Sovjet grenswachten tijdens het conflict in het gebied van Damansky Island (TASS).

In de jaren zestig voelde een aanzienlijk sterker China zich zelfverzekerd genoeg om territoriale claims aan zijn buren voor te leggen.

In 1962 brak een oorlog met India uit over de betwiste regio Aksaychin. Van de Sovjet-Unie eisten de Chinezen de terugkeer van het kleine onbewoonde eiland Damansky (in China bekend als Zhenbao - "kostbaar") aan de rivier de Ussuri.

De onderhandelingen van 1964 leidden nergens toe, en tegen de algemene achtergrond van verslechterende Sovjet-Chinese betrekkingen, werd de situatie rond Damansky verslechterd. Het aantal provocaties bereikte 5 duizend per jaar: de Chinezen staken uitdagend het Sovjetgebied over, maaiden en graasden vee, schreeuwend dat ze op hun eigen land waren. De grenswachters moesten ze letterlijk terugduwen.

In maart 1969 kwam het conflict in een "hete" fase. Meer dan 2500 Chinese soldaten waren betrokken bij de gevechten op het eiland, die werden tegengewerkt door ongeveer 300 grenswachten. De overwinning voor de Sovjet-zijde werd verzekerd door de betrokkenheid van BM-21 Grad meervoudige lanceringsraketsystemen.

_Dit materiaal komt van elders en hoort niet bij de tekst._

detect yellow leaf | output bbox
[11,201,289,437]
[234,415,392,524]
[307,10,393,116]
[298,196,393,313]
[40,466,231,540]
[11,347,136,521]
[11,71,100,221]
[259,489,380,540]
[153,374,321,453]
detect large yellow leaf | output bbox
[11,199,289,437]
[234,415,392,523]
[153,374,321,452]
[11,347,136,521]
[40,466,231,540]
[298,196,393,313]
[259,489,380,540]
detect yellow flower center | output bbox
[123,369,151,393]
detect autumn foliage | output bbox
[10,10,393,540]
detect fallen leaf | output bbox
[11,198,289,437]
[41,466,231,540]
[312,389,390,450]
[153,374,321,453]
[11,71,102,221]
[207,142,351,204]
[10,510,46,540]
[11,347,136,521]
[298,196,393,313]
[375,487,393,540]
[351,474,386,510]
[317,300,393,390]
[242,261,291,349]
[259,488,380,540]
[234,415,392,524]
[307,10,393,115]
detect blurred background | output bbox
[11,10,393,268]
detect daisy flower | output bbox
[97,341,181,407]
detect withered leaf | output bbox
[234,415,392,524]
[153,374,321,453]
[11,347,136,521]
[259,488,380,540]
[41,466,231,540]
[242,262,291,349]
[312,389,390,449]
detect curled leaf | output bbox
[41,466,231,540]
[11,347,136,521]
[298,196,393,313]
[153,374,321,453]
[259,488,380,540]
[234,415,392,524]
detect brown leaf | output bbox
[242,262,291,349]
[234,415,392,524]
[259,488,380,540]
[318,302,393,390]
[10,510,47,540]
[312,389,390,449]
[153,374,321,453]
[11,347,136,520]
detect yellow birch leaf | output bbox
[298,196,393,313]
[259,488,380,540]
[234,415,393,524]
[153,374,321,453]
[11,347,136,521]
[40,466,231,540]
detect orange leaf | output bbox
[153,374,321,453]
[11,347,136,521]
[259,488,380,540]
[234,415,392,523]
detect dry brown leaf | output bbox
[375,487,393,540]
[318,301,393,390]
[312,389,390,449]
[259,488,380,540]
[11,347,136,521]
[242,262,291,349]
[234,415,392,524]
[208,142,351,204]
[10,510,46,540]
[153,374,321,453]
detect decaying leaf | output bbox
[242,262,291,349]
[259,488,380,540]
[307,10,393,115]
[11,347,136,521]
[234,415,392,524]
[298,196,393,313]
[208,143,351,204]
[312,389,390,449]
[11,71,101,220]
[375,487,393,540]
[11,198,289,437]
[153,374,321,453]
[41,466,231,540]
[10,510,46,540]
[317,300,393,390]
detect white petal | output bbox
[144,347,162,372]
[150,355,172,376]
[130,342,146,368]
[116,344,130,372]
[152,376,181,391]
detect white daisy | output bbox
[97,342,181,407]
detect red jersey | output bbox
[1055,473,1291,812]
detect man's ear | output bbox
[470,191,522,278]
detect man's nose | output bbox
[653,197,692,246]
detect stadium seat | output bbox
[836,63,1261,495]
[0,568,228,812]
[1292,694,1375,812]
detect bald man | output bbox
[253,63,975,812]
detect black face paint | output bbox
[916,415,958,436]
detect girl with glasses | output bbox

Een detachement Chinese soldaten probeert in te breken op het eiland Damansky op het grondgebied van de USSR
Een detachement Chinese soldaten probeert in te breken op het eiland Damansky op het grondgebied van de USSR

Een detachement Chinese soldaten probeert in te breken op het Damansky-eiland in de USSR (Spoetnik).

“18 gevechtsvoertuigen schoten een salvo af en 720 raketten van honderd kilogram (RS) gingen in een paar minuten naar het doel! Maar toen de rook optrok, zag iedereen dat geen enkele granaat het eiland had geraakt! Alle 720 RS vlogen 5-7 km verder, diep in Chinees grondgebied, en verwoestten het dorp met alle hoofdkwartieren, achterhoedediensten, ziekenhuizen en alles wat er op dat moment was! Daarom was het stil omdat de Chinezen zo'n onbeschaamdheid niet van ons hadden verwacht!"

Als gevolg van de gevechten om Damansky stierven 58 Sovjet- en 800 Chinese soldaten (volgens Chinese gegevens - 68). De USSR en China bevroor het conflict en veranderde het eiland in feite in een niemandsland. Op 19 mei 1991 werd het overgedragen aan de jurisdictie van de VRC.